There is a lot going on in this short novel and most of it works fairly well when deconstructed from the whole. There are elements of liminal spaces, nostalgia, fears of growing old, fears of separation, anxiety about losing yourself, and also (I'd say) a broad middle-aged push back against AI imagery. This last one takes some explanation, perhaps, and I will get to it.
However, while no single page is truly a problem and most of the pages are quite good there is a sense as a whole that these themes repeat and echo and get tangled up until they become kind of a chore. Which is surprising. A book that taps not only (1) the Gen X + Millennial nostalgia for the loss of the mall as a sort of cultural watershed, (2) the Millennial + Gen Z exploration of liminal space as a form of horror, (3) Boomer + Gen X handling of growing older and the change of the family dynamic, but also (4) how creepy mannequins can be FEELS like the sort of book that would have too much going on to have any time to proper loop back and linger. Except linger it does. Even when the latter portions of book introduces something else, something (5) *other*, those threads keep snapping taut into the same notes that started the book.
The notes sing and dance but the scent lingers. Muddies. The "being sent away from the world" portion would have likely hit harder if not tied by the neck to mannequins. I would love a novel about people having to survive in a giant "mall world" and all of its nightmare logic. The weird unexplored sections of the mall with *things* inside would possibly have been enough that a much longer novel could have grown from that instead of being backseated by that point by everything else. The elderly main characters seeing their own identity so long tied into the mall that is now dying could have been a full novel, horror or otherwise. The weird fiction elements towards the end could have swung so hard had they been more the point from earlier on, perhaps, instead of an added plot 80% into a novel that takes up 80 pages. Much like the mall-in-miniature menagerie imagery towards the end of this book: things are too compressed and the visuals are too cluttered to make sense.

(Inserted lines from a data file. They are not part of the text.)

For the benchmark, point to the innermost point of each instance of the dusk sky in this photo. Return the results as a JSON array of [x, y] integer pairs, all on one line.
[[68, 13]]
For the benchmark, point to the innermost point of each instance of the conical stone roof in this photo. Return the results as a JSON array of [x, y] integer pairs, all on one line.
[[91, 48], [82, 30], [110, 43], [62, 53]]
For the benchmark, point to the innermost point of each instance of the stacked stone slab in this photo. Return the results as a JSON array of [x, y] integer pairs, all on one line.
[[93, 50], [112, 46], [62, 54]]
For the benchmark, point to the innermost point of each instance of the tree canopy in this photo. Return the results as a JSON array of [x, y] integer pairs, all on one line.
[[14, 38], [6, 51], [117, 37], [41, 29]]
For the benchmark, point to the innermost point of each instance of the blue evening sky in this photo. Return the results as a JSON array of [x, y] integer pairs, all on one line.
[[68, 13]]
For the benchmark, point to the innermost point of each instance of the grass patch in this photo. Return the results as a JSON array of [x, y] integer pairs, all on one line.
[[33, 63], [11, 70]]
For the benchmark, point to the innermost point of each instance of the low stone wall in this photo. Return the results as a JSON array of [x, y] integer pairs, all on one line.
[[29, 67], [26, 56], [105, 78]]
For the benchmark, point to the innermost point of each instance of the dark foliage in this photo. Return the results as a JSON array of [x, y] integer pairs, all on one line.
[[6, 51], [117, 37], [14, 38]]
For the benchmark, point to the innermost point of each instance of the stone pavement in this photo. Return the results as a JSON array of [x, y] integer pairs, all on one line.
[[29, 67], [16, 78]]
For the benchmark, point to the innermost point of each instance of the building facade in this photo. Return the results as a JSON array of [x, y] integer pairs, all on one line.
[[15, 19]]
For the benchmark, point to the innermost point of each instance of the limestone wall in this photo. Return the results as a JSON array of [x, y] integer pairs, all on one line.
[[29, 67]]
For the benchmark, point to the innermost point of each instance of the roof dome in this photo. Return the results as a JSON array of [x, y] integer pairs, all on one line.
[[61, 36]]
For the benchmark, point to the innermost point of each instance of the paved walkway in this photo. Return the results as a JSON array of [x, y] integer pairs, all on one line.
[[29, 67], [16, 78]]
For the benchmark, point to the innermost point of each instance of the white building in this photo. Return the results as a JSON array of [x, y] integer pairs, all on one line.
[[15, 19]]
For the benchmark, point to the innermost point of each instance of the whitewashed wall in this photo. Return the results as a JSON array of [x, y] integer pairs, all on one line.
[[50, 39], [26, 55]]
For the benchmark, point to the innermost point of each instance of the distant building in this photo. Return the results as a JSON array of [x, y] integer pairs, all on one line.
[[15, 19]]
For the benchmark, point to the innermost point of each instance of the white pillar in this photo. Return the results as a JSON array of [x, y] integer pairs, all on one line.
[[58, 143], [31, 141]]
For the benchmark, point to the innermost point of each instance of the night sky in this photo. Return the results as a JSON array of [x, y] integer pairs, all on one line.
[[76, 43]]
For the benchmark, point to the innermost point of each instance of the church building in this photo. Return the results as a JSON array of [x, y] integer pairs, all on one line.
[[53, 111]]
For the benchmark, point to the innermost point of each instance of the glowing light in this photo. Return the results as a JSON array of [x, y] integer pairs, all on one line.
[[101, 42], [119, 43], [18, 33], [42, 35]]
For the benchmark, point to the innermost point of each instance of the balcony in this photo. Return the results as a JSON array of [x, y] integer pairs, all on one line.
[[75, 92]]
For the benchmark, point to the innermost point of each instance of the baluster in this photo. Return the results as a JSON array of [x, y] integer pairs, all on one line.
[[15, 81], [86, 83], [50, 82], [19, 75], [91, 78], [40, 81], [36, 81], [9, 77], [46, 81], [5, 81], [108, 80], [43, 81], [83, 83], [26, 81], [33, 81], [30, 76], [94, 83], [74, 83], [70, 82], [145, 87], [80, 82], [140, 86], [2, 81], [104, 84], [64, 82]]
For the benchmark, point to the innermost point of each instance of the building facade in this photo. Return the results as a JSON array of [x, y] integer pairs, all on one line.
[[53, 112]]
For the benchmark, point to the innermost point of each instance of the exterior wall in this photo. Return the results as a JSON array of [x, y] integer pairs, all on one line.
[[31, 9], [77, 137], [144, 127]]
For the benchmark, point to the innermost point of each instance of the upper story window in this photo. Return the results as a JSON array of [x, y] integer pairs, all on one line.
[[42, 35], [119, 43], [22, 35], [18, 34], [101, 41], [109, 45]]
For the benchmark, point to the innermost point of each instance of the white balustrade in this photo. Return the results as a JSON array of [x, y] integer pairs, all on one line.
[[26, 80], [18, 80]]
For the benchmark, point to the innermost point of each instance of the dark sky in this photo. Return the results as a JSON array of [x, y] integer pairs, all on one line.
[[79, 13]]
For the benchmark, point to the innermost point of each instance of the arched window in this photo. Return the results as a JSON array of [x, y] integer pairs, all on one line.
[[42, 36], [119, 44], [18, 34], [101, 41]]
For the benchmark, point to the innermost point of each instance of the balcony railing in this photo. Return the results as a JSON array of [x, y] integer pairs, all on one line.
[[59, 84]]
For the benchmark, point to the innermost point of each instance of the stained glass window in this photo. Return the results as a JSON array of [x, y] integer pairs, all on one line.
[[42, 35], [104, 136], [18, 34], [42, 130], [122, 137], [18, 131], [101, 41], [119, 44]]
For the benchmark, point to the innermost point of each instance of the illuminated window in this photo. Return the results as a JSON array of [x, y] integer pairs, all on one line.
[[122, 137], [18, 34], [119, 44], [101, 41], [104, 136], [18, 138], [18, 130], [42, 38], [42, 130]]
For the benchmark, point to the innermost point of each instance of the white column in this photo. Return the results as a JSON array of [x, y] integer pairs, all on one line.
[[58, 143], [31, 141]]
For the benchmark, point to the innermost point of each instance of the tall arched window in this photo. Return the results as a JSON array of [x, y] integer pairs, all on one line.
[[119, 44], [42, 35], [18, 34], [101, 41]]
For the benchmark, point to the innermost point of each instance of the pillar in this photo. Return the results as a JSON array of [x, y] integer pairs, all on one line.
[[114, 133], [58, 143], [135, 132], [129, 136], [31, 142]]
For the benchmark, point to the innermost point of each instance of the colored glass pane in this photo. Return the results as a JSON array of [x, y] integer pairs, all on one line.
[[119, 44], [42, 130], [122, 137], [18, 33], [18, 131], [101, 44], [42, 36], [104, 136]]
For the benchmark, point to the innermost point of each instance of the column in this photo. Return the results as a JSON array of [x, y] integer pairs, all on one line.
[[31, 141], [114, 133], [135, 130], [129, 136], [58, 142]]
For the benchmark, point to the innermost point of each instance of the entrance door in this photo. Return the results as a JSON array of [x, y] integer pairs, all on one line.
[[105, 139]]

As for my AI jab, there is a bit towards the end (but also before that) where the mall inside the mall is described as things being fused together and store brands become nonspecific nonsense that feels exactly like an image you might see if you went to Dall-E and typed "A typical American mall scene" and just let it roll. I actually tried it out myself and got an image with store names like "SamoGocok" and "Sbarlo" and people are sort of compressed together and the store merchandise is nonsense on the verge of making sense: a scene I have never seen but also have, a badly remembered memory.

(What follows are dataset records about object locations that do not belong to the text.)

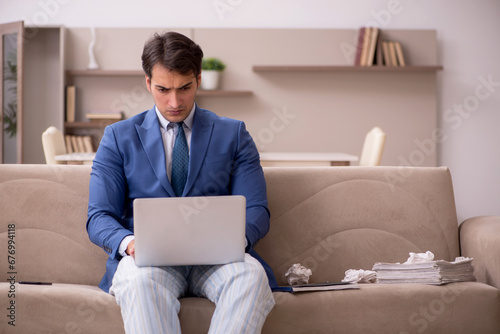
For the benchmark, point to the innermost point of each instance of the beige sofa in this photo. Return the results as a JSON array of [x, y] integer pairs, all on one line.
[[329, 219]]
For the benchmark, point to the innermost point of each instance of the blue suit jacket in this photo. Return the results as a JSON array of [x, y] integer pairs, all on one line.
[[130, 163]]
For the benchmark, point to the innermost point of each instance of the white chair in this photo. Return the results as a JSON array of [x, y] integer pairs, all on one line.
[[373, 147], [53, 144]]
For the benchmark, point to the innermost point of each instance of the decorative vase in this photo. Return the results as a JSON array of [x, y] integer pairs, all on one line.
[[210, 79]]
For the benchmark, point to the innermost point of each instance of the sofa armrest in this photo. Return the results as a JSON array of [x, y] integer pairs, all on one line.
[[480, 239]]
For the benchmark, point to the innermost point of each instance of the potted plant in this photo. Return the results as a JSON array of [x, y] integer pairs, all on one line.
[[211, 69]]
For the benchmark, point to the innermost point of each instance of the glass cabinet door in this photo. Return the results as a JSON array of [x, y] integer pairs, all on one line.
[[11, 91]]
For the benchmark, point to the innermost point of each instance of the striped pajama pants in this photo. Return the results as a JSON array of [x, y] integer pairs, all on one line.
[[148, 296]]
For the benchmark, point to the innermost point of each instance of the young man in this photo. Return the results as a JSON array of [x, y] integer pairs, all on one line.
[[137, 158]]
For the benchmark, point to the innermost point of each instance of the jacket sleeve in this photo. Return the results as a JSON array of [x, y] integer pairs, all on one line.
[[248, 180], [107, 196]]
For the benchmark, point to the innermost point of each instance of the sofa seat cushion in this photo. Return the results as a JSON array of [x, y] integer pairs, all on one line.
[[467, 307], [62, 308]]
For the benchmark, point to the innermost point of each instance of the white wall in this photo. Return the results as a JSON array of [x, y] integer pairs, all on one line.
[[467, 38]]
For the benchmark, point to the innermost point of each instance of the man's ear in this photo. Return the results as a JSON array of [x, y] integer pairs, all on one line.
[[148, 83]]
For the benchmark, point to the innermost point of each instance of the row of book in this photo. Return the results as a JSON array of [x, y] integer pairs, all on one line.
[[372, 49], [78, 144]]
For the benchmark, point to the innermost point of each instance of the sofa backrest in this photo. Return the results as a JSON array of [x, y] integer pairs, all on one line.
[[328, 219], [334, 219], [48, 206]]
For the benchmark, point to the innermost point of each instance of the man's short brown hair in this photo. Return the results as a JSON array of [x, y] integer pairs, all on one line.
[[173, 51]]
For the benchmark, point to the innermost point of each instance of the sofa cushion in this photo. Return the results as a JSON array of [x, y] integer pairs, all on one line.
[[48, 206], [62, 308], [466, 308]]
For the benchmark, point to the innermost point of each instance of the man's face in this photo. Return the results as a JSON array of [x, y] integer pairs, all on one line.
[[173, 93]]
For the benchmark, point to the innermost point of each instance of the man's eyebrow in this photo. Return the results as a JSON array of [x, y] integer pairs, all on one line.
[[183, 86]]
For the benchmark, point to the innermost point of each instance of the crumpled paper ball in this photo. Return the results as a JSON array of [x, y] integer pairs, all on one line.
[[360, 276], [420, 257], [298, 274]]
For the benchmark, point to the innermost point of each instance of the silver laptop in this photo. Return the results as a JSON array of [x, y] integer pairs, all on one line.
[[189, 230]]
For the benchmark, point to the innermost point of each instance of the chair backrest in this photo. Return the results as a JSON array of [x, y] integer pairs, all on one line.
[[53, 144], [373, 147]]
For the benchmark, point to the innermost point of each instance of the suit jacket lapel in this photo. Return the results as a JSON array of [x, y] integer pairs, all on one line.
[[150, 135], [200, 139]]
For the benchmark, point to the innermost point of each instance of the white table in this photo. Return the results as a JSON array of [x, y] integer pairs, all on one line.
[[76, 158], [297, 159]]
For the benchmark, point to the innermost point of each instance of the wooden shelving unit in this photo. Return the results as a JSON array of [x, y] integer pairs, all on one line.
[[134, 73], [87, 125], [328, 68], [105, 73]]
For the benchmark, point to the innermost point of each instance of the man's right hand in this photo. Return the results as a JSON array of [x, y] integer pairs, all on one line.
[[131, 249]]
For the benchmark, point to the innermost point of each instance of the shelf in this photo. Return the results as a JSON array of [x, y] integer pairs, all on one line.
[[346, 68], [105, 73], [131, 73], [224, 93], [87, 125]]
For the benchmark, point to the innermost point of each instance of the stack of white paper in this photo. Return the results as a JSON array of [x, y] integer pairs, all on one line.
[[429, 272]]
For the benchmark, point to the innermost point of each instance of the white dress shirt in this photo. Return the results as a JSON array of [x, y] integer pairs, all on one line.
[[168, 134]]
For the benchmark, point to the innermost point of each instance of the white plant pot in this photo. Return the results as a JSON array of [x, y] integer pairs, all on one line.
[[210, 79]]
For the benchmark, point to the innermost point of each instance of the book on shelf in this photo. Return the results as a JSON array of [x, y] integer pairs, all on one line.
[[366, 46], [372, 46], [70, 103], [399, 54], [430, 272], [325, 286], [104, 115], [392, 53], [359, 46], [368, 42]]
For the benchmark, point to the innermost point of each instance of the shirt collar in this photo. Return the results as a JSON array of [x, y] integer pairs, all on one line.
[[187, 122]]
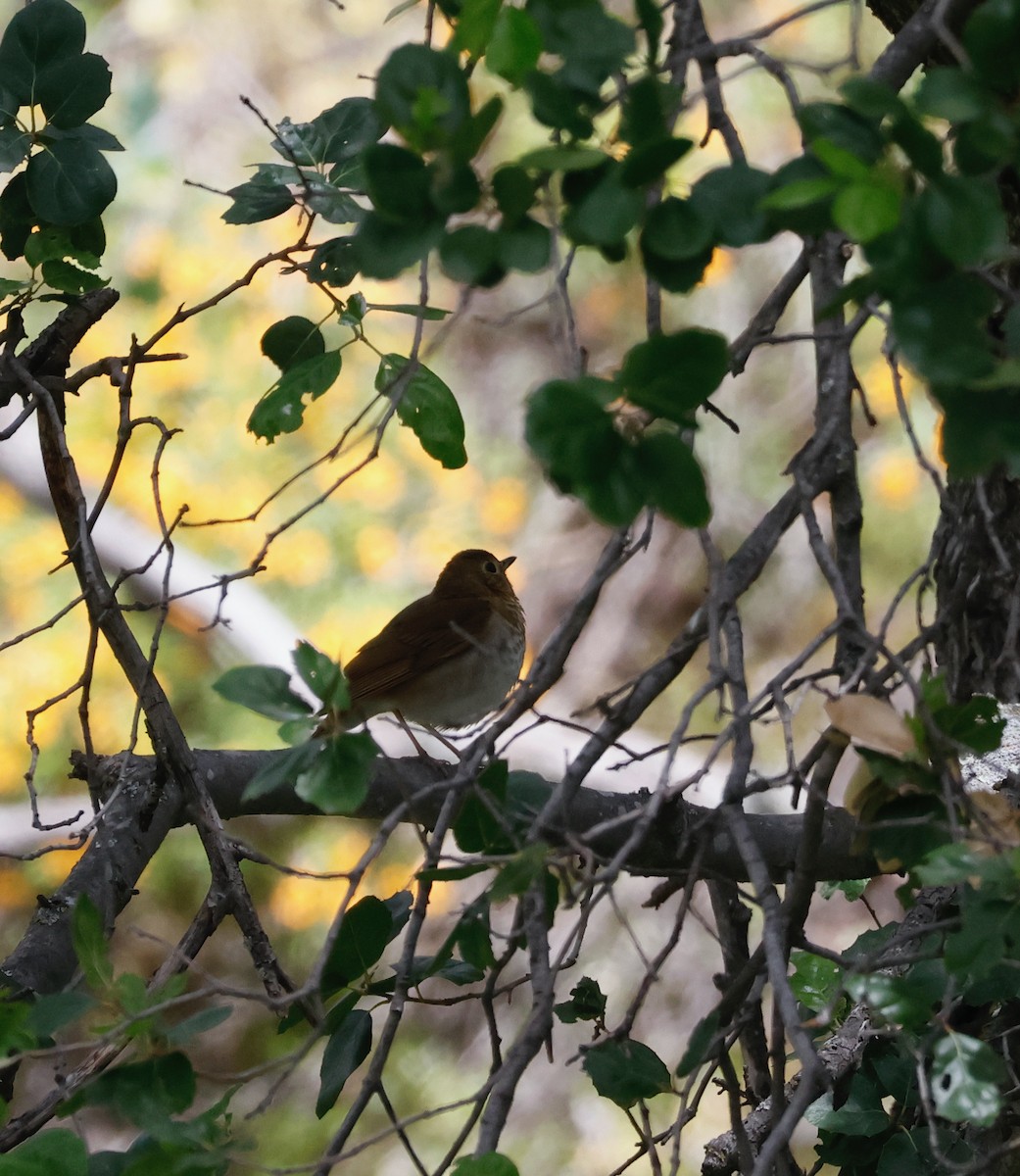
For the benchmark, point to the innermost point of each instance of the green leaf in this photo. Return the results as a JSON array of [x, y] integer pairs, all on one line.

Back to the book at hand, I Found a Lost Hallway in a Dying Mall [a title so close to a Chuck Tingle title that I feel almost compelled to add "...and Fell In Love with a Gay Perfume Kiosk"], my overall review is that is maybe two great short stories with a couple of interestingly odd vignettes occupying a space where none can quite function fully as they were. Which is perhaps a metaphor. A fairly early 2000s style of bizarro writing meeting a fairly 1990s style of suburban horror crammed too tightly together like that last heyday of the mall ecosystem itself.

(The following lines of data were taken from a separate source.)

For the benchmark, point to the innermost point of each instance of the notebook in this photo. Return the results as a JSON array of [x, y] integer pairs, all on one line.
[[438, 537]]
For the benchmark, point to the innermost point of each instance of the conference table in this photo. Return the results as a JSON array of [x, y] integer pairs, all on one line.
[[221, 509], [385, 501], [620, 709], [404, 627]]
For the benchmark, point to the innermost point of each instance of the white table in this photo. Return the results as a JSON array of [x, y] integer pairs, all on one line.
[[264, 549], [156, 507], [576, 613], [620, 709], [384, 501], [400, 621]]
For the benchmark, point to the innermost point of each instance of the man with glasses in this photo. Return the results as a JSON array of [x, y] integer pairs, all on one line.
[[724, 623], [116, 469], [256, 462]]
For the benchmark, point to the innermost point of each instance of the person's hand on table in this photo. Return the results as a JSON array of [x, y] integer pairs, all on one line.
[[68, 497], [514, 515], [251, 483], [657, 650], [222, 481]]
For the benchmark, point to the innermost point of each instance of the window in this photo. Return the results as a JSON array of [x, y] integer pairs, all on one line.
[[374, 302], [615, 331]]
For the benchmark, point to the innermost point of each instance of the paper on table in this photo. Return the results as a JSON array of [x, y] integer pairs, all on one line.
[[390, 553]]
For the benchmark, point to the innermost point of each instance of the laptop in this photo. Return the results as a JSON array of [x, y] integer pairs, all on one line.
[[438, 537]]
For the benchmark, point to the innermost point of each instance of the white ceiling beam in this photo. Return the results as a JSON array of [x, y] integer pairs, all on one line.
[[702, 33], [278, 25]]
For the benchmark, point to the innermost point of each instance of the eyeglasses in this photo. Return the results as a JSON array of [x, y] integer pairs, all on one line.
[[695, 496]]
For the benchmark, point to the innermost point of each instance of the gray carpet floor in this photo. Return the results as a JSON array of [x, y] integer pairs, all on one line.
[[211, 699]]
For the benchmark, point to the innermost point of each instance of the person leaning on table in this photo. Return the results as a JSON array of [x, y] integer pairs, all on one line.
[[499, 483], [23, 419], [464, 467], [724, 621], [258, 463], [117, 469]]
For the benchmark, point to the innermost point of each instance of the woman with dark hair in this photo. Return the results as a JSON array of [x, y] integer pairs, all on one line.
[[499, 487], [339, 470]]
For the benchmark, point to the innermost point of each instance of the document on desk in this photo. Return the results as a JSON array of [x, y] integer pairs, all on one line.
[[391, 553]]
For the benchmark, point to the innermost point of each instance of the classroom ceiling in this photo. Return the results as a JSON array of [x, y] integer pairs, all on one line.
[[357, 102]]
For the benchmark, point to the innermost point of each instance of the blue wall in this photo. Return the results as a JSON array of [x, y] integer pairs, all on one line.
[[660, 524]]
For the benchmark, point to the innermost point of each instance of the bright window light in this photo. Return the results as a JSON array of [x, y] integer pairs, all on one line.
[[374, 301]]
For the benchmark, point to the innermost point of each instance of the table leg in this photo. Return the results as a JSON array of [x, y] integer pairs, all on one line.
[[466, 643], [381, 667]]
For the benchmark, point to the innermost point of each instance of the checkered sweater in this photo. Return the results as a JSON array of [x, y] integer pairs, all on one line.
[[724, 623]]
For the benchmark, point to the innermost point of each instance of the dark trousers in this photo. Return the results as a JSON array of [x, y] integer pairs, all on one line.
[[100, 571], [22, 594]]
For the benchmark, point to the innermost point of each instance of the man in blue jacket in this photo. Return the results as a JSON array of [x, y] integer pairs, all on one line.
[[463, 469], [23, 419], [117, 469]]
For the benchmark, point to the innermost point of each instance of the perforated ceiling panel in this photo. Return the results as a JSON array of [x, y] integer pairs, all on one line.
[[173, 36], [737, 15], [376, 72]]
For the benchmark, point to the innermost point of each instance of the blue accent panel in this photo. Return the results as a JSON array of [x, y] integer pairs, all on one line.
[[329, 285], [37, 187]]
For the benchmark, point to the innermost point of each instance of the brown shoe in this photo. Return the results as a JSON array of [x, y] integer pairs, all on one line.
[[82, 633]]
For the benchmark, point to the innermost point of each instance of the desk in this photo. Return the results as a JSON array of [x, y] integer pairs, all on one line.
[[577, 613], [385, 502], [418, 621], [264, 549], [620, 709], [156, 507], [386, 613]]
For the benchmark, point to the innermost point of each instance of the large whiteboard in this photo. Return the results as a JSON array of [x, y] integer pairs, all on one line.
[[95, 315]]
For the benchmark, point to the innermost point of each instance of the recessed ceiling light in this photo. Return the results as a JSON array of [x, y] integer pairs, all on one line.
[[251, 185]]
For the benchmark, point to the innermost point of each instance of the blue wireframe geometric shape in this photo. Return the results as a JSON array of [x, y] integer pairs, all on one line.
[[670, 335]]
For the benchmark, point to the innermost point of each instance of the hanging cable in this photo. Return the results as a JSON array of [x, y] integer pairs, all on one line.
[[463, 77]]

Cutting any two elements and expanding more on the remaining would no doubt have made it flow much more strongly. Maybe just lose the mannequins. It is like clowns in the recent decade of horror or the Necronomicon. Too pat. Too self-contained. Too much weight on their own to not substitute elements that are actually more novel (pun!). I appreciate that horror novels about nostalgia and liminal spaces can very quickly get too maudlin and too technical (or too empty) without having some monster to haunt your labyrinth but all the same very nearly everything I loved about this novel was hidden away in between the moments where the obvious scary thing was trying to snag my attention.